Maybe it’s because I’ve been watching a little more Food Network than usual (and developing a little, mini non-sexual crush on Guy Fieri. I’d totally take a road trip with him any day of the week).
Maybe its because I know the temperature will soon be dropping to levels where it isn’t miserably uncomfortable to turn on the oven.
Either way, my melanine mixing bowls have seen way more action lately than they have in the previous two months.
Sure, I have a sweet tooth but in the past two weeks I’ve made Jiffy corn muffins, white chocolate chip macadamia cookies, a sour cream coffee cake that I haven’t even taken one bite of – or actually, even cut into, Maple Cinnamon biscuits, and yesterday, chocolate chip biscotti.
It’s surprising that I like biscotti, since I’m more of a soft, fat chewy cookie person while some people like their baked goods wafer-thin and crispy, or in the case of biscotti, so hard that you could chip the enamel off your teeth unless you’re dipping into coffee (or milk, if you’re a traditionalist).
I don’t just like any biscotti. I’m not big on pistachio or anise flavored, and you have to hit me in the right mood for hazelnut. Biscotti that comes pre-wrapped and packaged in the supermarket – not usually as good as bakery-fresh, or even better, straight from the oven.
Sometimes when I make chocolate chip biscotti, they don’t harden quite enough and wind up tasting like soft, slightly undercooked biscotti rather than the traditional crumbly, crispy cookie.
I think it depends on how thinly or thick I slice them as well as how the temperatures run in the oven I’m using (in the past 2 1/2 years I’ve lived in five different places. I’ll save it for another post, but in short, that’s a lot of ovens and lot of room for margin of error when guesstimating cooking times).
This weekend though, they came out perfectly crisp “like real biscotti” as a friend once commented.
I made them on a rainy Saturday afternoon (although rain might not be the right word. Monsoon might be more fitting), so they were a perfect ending to the spinach-and-mushroom thin crust pizza that my friend Jen and I ordered for dinner before we headed out.
They were also the perfect appetizer for us to snack on when our pizza was an hour and a half late (again, thank you) AND made a great breakfast today (because as good as the biscotti was washed down with Pinot Grigio and pizza, I knew it would be even better served the way it was intended to be).
So without further ado…
- 2 cups flour
- 1 teaspoon baking powder
- ½ teaspoon salt
- 6 tablespoons mini chocolate chips.
- 1 cup sugar
- 2 eggs
- 1 teaspoon vanilla
- 1 tablespoon canola oil
- Preheat oven to 325F.
- In a small bowl, combine sugar, eggs, vanilla and oil. In a larger bowl, sift flour, baking powder, salt and chocolate chips.
- Pour wet ingredients into dry ingredients and stir until solid dough forms (if pressed for time, I'll use my hands in a pinch. As long as they're clean it will save you time and frustration - the dough gets sticky).
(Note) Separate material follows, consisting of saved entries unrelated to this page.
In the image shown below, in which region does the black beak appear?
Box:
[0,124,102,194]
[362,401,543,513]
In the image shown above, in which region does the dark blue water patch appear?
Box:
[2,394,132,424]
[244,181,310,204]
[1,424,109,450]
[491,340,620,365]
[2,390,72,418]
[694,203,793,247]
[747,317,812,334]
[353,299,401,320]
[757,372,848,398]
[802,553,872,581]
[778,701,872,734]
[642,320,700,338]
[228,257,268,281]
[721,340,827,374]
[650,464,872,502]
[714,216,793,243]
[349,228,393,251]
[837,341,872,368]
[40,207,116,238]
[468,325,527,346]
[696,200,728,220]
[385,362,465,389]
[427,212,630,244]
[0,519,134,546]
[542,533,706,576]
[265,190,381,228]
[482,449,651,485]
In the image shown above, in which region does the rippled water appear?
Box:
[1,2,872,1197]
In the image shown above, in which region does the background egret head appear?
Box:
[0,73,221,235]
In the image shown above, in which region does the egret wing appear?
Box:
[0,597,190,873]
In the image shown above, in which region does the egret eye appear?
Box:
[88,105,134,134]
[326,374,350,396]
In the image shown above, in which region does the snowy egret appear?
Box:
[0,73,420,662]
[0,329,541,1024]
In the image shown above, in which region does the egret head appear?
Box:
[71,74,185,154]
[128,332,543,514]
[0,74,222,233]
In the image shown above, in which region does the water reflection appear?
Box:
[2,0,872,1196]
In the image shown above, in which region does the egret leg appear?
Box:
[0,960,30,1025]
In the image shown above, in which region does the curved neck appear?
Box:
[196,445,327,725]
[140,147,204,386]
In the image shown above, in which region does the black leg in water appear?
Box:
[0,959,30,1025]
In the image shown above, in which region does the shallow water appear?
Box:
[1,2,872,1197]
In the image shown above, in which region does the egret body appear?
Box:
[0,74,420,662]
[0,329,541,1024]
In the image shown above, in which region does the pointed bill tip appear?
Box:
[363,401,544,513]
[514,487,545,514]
- Shape dough onto a baking sheet into a 13 x 3 log. I like to lightly spray the baking sheet, as sometimes the biscotti has a tendency to get stuck to the sheet if you forget (which I have and often do).
- Bake for 30 minutes and remove from oven when biscotti is beginning to turn golden brown. Cool for approximately 10 minutes and reduce oven temperature to 300F. Before replacing in oven, slice diagonally into thin pieces. Arrange sideways on a baking sheet and bake for approx. 10 more minutes, or until biscotti is baked through and edges are golden brown.